Sanding Your Hardwood Floor

Refinished Hardwood Floors

It has been a long time since your house was built and now you can see some little scratches on the surface and your hardwood floor looks a bit worn. Now it’s time to do a sanding to make your hardwood floor look brand new again.

It’ll be a burdensome and sophisticated process but the result is extraordinary. If you have time and patience then you will find this piece of information very helpful.

Here are the detailed steps you should take in the process of sanding your floor to prepare for the finishing work.

The first step is to remove all the furniture from the room that you are going to sand. Don’t try just moving everything to one sied, and after you’ve sanded do the other side. All you’re going to do is leave marks in your newly sanded floor.

Next you need to check the floor for any nails, if there are some; you need to pound them down below the surface or pull them out completley. Leaving any nail pointing above the floor surface is very dangerous. Also you need to check for the carpet staples and tacks as well. These together can ruin your sandpaper.

After everything is pounded in and there is nothing protruding from the floor, next you should look for any divets or holes. If there are some, just get some wood puddy and fill them in. There is special putty that is made for wood floors.

TIP: Add some of your “sand dust” to the wood putty so if you stain your floor, it will not leave a darker spot where the puddy is says we buy houses Angleton.

The next step is to rent a sander from your local equipment shop. You may rent orbital sanders that are designed exclusively for floor finishing and very easy to control. But do remember to ask the shop owner how to use the sander before you laver the shop.

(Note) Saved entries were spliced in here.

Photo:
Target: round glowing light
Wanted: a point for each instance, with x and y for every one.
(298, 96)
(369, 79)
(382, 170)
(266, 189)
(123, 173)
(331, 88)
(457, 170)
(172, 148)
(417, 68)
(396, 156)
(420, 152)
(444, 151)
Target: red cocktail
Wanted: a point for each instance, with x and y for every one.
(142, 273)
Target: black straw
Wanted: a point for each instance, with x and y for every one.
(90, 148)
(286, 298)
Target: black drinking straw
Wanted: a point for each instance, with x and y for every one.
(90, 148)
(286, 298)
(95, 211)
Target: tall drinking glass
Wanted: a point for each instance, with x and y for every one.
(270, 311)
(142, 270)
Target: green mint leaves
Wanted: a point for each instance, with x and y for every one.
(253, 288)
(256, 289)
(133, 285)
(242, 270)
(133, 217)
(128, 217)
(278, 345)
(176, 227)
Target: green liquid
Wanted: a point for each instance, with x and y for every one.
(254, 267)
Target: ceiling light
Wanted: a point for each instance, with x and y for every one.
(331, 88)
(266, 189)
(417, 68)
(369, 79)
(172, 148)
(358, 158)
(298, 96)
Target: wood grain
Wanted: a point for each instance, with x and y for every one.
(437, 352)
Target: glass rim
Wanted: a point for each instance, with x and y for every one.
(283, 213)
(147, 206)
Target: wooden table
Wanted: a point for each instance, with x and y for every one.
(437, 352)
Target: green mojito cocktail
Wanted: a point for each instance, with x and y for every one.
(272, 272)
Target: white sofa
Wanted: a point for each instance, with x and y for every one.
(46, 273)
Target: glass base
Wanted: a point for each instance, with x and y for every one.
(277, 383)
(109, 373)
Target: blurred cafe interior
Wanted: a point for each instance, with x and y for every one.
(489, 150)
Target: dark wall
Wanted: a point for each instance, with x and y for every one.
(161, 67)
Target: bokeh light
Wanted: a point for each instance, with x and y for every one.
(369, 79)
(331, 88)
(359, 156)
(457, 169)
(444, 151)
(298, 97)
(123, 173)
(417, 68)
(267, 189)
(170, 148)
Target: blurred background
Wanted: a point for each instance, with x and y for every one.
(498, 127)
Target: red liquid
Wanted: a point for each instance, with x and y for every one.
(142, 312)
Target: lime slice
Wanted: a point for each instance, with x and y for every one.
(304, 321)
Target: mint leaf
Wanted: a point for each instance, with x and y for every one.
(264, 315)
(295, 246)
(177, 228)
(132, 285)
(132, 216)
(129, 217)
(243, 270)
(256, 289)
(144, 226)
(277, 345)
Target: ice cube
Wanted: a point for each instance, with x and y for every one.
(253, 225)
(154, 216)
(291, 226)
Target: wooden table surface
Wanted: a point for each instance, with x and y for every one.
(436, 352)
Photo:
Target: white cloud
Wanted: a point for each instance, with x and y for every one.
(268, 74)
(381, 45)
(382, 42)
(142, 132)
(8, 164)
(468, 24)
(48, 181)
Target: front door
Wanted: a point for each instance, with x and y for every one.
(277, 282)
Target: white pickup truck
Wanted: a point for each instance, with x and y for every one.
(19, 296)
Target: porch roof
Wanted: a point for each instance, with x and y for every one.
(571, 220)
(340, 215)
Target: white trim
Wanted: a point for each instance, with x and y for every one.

Now you are ready to sand your hardwood floor. First get a good supply of sandpaper to insert into the sander. The range of sandpaper can be from 36 to 100 grits. Don’t worry about the unused sandpaper, many shops will take them back and give you a refund.

Next you need to clip the 36 grit into the sander. To make it easier for you, the 36 grit is the heaviest grit sandpaper.

Now run the sander over the floor. Remember to run in the direction of the wood grain. Don’t sand across the grain if you don’t want to make the wood look even uglier than before sanding.

Now after you finished with the 36 grit, remove it and clip the lighter- grain sandpaper (the 60 grit) into the machine. This time you will be focus on the scratches and lines on the floor. Just sand the over until they disappear. Remember to use the shop’s provided vac to clean up the sanding dust when you change the sand paper.

Now go over the steps again with the lighter sandpapers until finished. Then decide if you’ll stain your new floor, or just seal it with laquer.